Uncapped honey is (and if I'm wrong, someone will correct me) isn't actually honey yet--it's processed nectar that is being dehydrated to lower the moisture content before capping. Yes, I'm sure they can use it but the thing is that the bees process the nectar and work on making it into honey that can be capped as it comes in if there is enough coming in to be able to build up stores. Will uncapped honey (nectar) go bad? Yes, I'm sure it can. Consider the capping to be akin to humans canning food. Until we put the lid on and go through the sealing process the food is vulnerable. It's not considered part of the winter stores until the process has been completed. 
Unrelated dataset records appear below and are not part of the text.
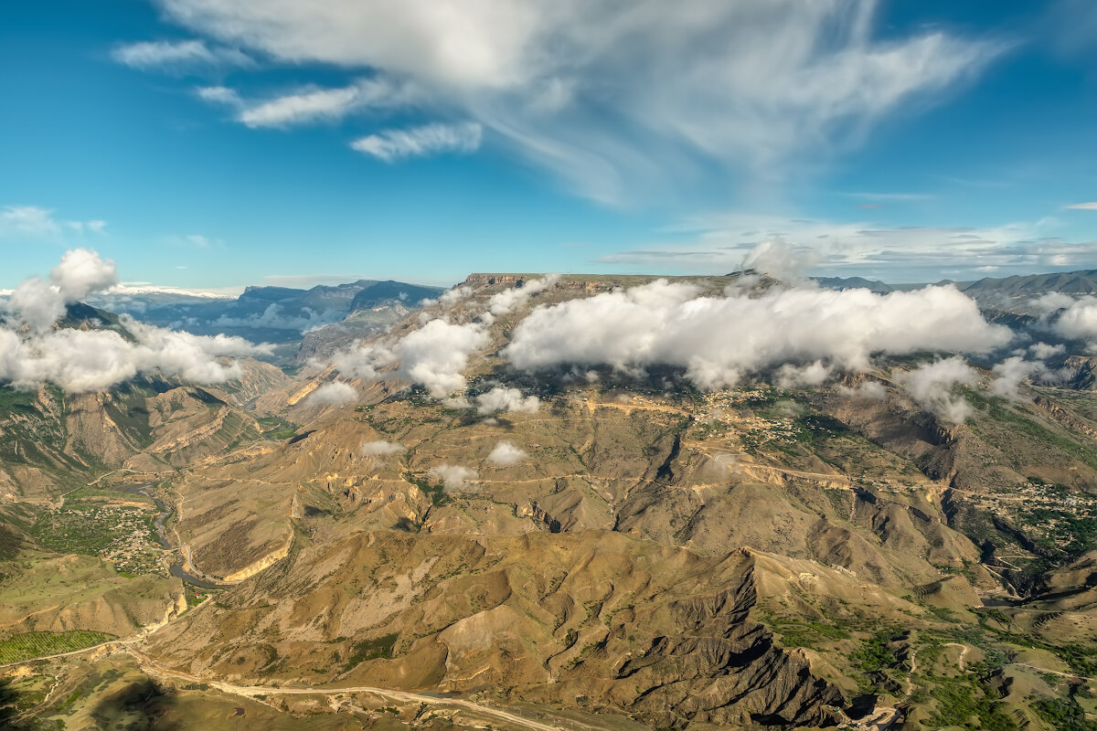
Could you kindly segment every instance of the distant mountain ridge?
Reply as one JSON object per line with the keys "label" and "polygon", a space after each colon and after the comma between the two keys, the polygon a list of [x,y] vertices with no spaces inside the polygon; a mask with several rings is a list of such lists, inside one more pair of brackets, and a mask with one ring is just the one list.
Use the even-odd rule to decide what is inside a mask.
{"label": "distant mountain ridge", "polygon": [[151,324],[196,334],[227,333],[253,342],[291,343],[326,324],[370,310],[367,328],[395,322],[409,309],[444,292],[443,287],[358,279],[309,289],[251,286],[235,299],[211,299],[162,293],[106,294],[89,301],[106,310],[127,312]]}
{"label": "distant mountain ridge", "polygon": [[[866,279],[859,276],[823,276],[813,277],[813,281],[828,289],[863,288],[881,294],[912,289],[929,284],[887,284],[879,279]],[[980,305],[1000,308],[1024,305],[1030,299],[1052,292],[1064,295],[1097,295],[1097,270],[1052,272],[1049,274],[1015,274],[1007,277],[988,276],[974,282],[941,279],[932,284],[954,285],[960,292]]]}

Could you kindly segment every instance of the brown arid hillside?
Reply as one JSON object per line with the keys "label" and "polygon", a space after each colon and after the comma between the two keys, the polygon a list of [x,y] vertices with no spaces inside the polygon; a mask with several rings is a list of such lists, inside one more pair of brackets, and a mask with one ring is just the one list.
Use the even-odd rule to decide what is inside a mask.
{"label": "brown arid hillside", "polygon": [[[1097,710],[1081,381],[1007,398],[979,370],[954,423],[902,387],[920,353],[812,387],[518,370],[502,351],[533,308],[649,278],[561,277],[483,318],[535,279],[472,275],[370,341],[482,318],[449,398],[316,359],[0,391],[0,591],[22,597],[0,650],[103,633],[54,675],[25,665],[20,687],[87,694],[41,717],[106,718],[137,687],[111,718],[193,723],[202,698],[269,728],[1088,728],[1063,726]],[[353,400],[318,398],[335,381]],[[111,544],[89,527],[108,518],[148,539]]]}

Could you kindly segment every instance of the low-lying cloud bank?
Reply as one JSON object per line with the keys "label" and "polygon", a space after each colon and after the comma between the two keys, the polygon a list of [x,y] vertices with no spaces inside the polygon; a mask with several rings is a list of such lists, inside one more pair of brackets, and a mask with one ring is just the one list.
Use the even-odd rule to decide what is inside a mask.
{"label": "low-lying cloud bank", "polygon": [[[495,318],[519,310],[555,282],[536,279],[496,294],[478,308],[466,305],[464,316],[473,319],[460,324],[450,321],[450,308],[473,292],[459,287],[440,298],[445,309],[440,318],[400,340],[342,353],[335,365],[352,378],[408,380],[437,399],[480,413],[535,412],[539,399],[516,388],[497,386],[471,401],[453,395],[467,387],[464,370],[490,343]],[[759,290],[739,283],[713,295],[693,284],[658,279],[535,307],[518,322],[499,355],[525,372],[608,366],[638,375],[652,367],[677,367],[704,390],[754,378],[796,388],[822,386],[841,373],[866,373],[879,356],[986,355],[1013,338],[1009,328],[987,322],[975,301],[952,286],[875,294],[807,283]],[[1029,355],[1036,361],[1017,357],[995,368],[995,393],[1018,398],[1021,382],[1047,374],[1039,361],[1053,349],[1033,349]],[[959,423],[968,407],[954,389],[974,384],[975,372],[962,357],[949,357],[901,374],[896,382],[923,408]],[[859,396],[880,398],[882,387],[873,388]]]}
{"label": "low-lying cloud bank", "polygon": [[832,368],[868,370],[875,355],[989,353],[1011,336],[951,286],[702,296],[693,285],[657,281],[539,307],[514,328],[502,355],[524,370],[677,366],[699,388],[714,389],[788,365],[787,381],[817,382]]}
{"label": "low-lying cloud bank", "polygon": [[242,338],[193,335],[126,316],[120,322],[132,338],[108,329],[55,329],[68,305],[117,281],[114,262],[75,249],[54,267],[48,282],[35,277],[20,284],[0,310],[0,384],[34,388],[50,381],[67,392],[81,393],[152,372],[216,384],[242,375],[238,363],[224,358],[270,350]]}

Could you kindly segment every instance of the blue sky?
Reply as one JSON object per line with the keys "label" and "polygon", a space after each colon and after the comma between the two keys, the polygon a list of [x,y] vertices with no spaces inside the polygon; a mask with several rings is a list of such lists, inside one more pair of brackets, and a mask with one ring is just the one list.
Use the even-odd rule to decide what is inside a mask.
{"label": "blue sky", "polygon": [[0,287],[1097,267],[1094,49],[1084,0],[8,2]]}

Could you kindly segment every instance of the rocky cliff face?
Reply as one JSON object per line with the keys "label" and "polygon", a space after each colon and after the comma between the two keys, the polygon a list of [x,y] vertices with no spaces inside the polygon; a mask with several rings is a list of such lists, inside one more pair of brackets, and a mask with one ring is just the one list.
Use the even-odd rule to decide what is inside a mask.
{"label": "rocky cliff face", "polygon": [[[654,726],[825,722],[842,693],[753,618],[755,570],[749,551],[708,558],[592,530],[359,534],[183,617],[155,652],[239,677],[500,687]],[[393,636],[391,659],[348,663],[355,642]]]}

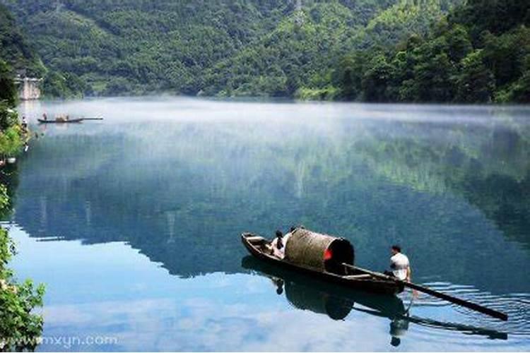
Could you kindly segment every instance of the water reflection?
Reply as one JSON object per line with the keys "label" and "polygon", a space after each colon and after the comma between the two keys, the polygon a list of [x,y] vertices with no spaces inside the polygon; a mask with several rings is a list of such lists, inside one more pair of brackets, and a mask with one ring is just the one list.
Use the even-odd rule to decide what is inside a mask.
{"label": "water reflection", "polygon": [[344,320],[352,311],[388,319],[389,342],[394,347],[401,344],[411,323],[467,335],[486,336],[492,340],[507,340],[508,337],[506,333],[496,330],[414,316],[411,311],[414,306],[418,304],[415,305],[413,299],[406,306],[398,297],[368,294],[315,280],[310,276],[264,263],[252,256],[243,258],[242,266],[269,277],[276,294],[285,294],[287,301],[298,309],[324,314],[332,320]]}
{"label": "water reflection", "polygon": [[[105,116],[32,125],[44,136],[20,161],[13,216],[30,237],[124,242],[189,278],[249,272],[241,232],[303,224],[348,238],[375,269],[401,243],[416,280],[468,286],[528,332],[517,297],[530,293],[528,108],[153,99],[24,109]],[[312,298],[304,305],[349,317],[343,297]]]}

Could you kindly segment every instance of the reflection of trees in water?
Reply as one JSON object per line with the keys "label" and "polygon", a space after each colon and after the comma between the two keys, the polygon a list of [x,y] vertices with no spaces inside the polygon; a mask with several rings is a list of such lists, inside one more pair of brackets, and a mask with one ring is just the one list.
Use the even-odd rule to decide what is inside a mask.
{"label": "reflection of trees in water", "polygon": [[[443,267],[444,280],[481,280],[476,273],[493,265],[481,263],[481,256],[489,256],[495,240],[477,235],[488,248],[477,254],[469,239],[452,238],[473,227],[454,220],[466,205],[445,196],[456,191],[473,204],[493,209],[500,196],[488,198],[491,193],[478,188],[481,182],[502,175],[526,188],[521,184],[528,180],[529,163],[525,126],[335,124],[322,129],[260,123],[254,128],[226,121],[165,121],[87,136],[49,136],[21,161],[23,188],[16,220],[32,236],[127,241],[182,276],[238,272],[245,253],[236,240],[240,233],[302,223],[349,237],[362,250],[366,265],[387,265],[388,244],[406,241],[416,251],[418,273],[438,274]],[[519,137],[495,132],[507,128]],[[510,182],[497,182],[496,192],[505,196]],[[527,207],[528,201],[516,196],[502,200],[507,205]],[[35,202],[41,198],[46,200],[42,209]],[[490,217],[488,212],[484,213]],[[512,215],[508,209],[502,212]],[[447,219],[444,227],[432,217],[440,214]],[[507,233],[524,234],[519,227],[525,224],[515,222]],[[483,225],[472,226],[477,234],[488,230]],[[450,263],[432,261],[435,249],[452,253],[455,246],[469,257]],[[484,279],[480,284],[493,291],[512,289],[495,282]]]}
{"label": "reflection of trees in water", "polygon": [[415,316],[411,313],[413,311],[413,303],[411,302],[406,307],[403,301],[396,296],[348,289],[264,263],[252,256],[243,258],[242,266],[254,274],[270,278],[276,294],[285,294],[286,300],[298,309],[324,314],[332,320],[345,320],[347,317],[351,317],[351,320],[364,320],[359,313],[387,319],[389,342],[394,347],[401,344],[411,323],[469,335],[487,336],[490,339],[507,339],[506,333],[495,330]]}
{"label": "reflection of trees in water", "polygon": [[[394,135],[358,148],[377,173],[418,191],[462,195],[505,235],[530,247],[528,124],[491,123],[464,131],[457,124],[425,125],[402,125],[404,131],[390,129]],[[432,136],[432,130],[441,133]]]}

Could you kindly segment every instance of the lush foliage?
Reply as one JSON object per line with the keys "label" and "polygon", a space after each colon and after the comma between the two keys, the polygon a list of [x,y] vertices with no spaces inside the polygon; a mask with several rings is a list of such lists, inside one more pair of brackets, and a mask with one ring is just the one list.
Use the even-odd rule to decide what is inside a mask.
{"label": "lush foliage", "polygon": [[16,103],[16,88],[11,67],[0,59],[0,102],[10,107]]}
{"label": "lush foliage", "polygon": [[459,1],[4,2],[46,64],[71,75],[48,80],[62,91],[332,99],[338,58],[423,33]]}
{"label": "lush foliage", "polygon": [[337,68],[346,99],[530,102],[530,3],[469,0],[425,36],[358,50]]}
{"label": "lush foliage", "polygon": [[528,1],[3,1],[49,95],[530,99]]}
{"label": "lush foliage", "polygon": [[0,60],[15,69],[25,70],[28,76],[42,77],[46,69],[28,44],[9,11],[0,4]]}
{"label": "lush foliage", "polygon": [[[7,191],[0,184],[0,212],[8,207]],[[42,330],[42,317],[33,312],[42,305],[45,288],[30,280],[18,283],[7,268],[15,246],[7,230],[0,228],[0,351],[33,349]]]}

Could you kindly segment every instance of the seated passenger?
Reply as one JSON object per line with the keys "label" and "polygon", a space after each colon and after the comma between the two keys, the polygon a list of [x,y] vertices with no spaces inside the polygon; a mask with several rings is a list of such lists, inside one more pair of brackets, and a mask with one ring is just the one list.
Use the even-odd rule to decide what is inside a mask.
{"label": "seated passenger", "polygon": [[283,234],[279,230],[276,231],[276,237],[271,242],[271,255],[283,259],[285,256],[285,246],[283,244]]}

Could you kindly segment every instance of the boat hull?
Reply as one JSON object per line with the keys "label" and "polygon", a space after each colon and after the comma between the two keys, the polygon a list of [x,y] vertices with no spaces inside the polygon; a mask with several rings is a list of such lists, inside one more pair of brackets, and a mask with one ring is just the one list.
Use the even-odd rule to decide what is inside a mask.
{"label": "boat hull", "polygon": [[82,119],[71,119],[69,120],[45,120],[43,119],[38,119],[37,120],[40,124],[72,124],[83,121]]}
{"label": "boat hull", "polygon": [[261,251],[258,246],[248,240],[248,238],[251,237],[255,237],[255,235],[250,233],[243,233],[241,234],[241,241],[243,245],[251,255],[266,263],[305,273],[324,281],[338,284],[348,288],[363,292],[382,294],[396,294],[403,292],[403,285],[394,281],[382,280],[375,277],[353,279],[347,276],[315,270],[310,268],[300,266],[283,260],[280,260]]}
Capped honey is food for the bees that they don't currently need to use--a surplus. If you don't have capped honey, it means there hasn't been a surplus of nectar--the bees have been using most of the nectar as it comes in. Just like with humans and canning food (before there were grocery stores and the means to ship in food from all over the world) not having enough of a crop to create a surplus for canning or capping means the likelihood of surviving winter (depending on where you are and what winter is like) will be low.

Regards,
Tom


----------



## coffeedad (Apr 10, 2012)

i'm told they can and will eat uncapped honey, i just wonder if it will ferment over winter or if cool temps. will inhibit fermentation.


----------



## oldreliable (Jan 29, 2011)

many here in Indiana are talking about little or no winter stores..flows were minimal this year and bees have to eat too. They consumed and fed to young what they brought in. One problem we have when feeding later in the year is they may not get it dried and capped well..going into winter with wet stores can cause humidity and moisture..so I have been told???


----------



## coffeedad (Apr 10, 2012)

finally my bees are getting things together. there is about 10 bars capped honey per hive. i guess the damp summer kept the honey from curing. i'm feeding now to add more stores to the hive. hopefully they will be ok for the winter. i will insulate and do a wind break in the near future. it was 41 here this morning. winter is coming


----------



## chr157y (Feb 14, 2013)

coffeedad said:


> finally my bees are getting things together. there is about 10 bars capped honey per hive. i guess the damp summer kept the honey from curing. i'm feeding now to add more stores to the hive. hopefully they will be ok for the winter. i will insulate and do a wind break in the near future. it was 41 here this morning. winter is coming


Are you using hay bales for a wind break? I'm thinking I should probably do that. 

When do you plan to stop feeding syrup and "winterize"? I put in the last bowl of syrup today. I blocked off 1 entrance, but they still have two more. I also bought pink foam insulation today. I'm going to put in the candy board and follower boards, foam insulation, and reduce entrance to 1 hole next weekend. Temps have been crazy here in SE PA. I'm wondering if it is finally going to stay cold.


----------



## Stan1951 (Apr 9, 2013)

What is a comfortable number of bars of honey that they bees need to make it through the winter. I'm a first year TBH beekeeper and my bees have 10 to 12 bars of capped honey going into mid-Fall here. I don't see any more nectar available this year but they're still hauling in pollen.


----------